Email attack strategy #6 – The Preview Procrastination. What is the biggest enemy of email programs? If you’re using Outlook, it’s called the “reading pane”. Yep, it’s a “pain” alright. It allows you to preview your email before you reply. Most of us scan the email, put together a reply in our head and never actually get around to doing the actual reply. Then we carry all that “have to” information in our head and procrastinate about responding to email because we think we’re doing it twice! Turn off preview and reading pane now.
Email attack strategy #7 – Reply, Schedule, File or Delete. Now that the reading pane is off and your email is sorted, you’re ready to go. Get the email in front of you, and do one of the following: reply, schedule a task or appointment, file it or delete it. NEVER move on and say “I’ll get back to this one.” You won’t. If you don’t know what to do with it, put it in an I Don’t Know folder but don’t leave it in your inbox.
Email attack strategy #8 – Early or Late, but NEVER before bed. Email before bed? Uggghhh! Don’t do it. Enough said.
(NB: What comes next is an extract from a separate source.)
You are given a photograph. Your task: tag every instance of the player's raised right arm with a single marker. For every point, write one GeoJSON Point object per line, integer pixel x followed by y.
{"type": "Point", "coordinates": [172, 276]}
Email attack strategy #9 – Set a timer and get it done! If email procrastination is running your life, set a timer before you start. With your sorting done and process in hand, getting through the email in chunks is better than leaving it for later. Later never comes. Instead, set your timer for 30 minutes. When the timer goes off, you’re done. Do it again later in the day if you have to. You’ll feel a certain sense of relief.
Technology is supposed to be your friend – not your enemy. Don’t let it get you – let it work FOR you!
Do you have any other Attack Strategies I can add to my list?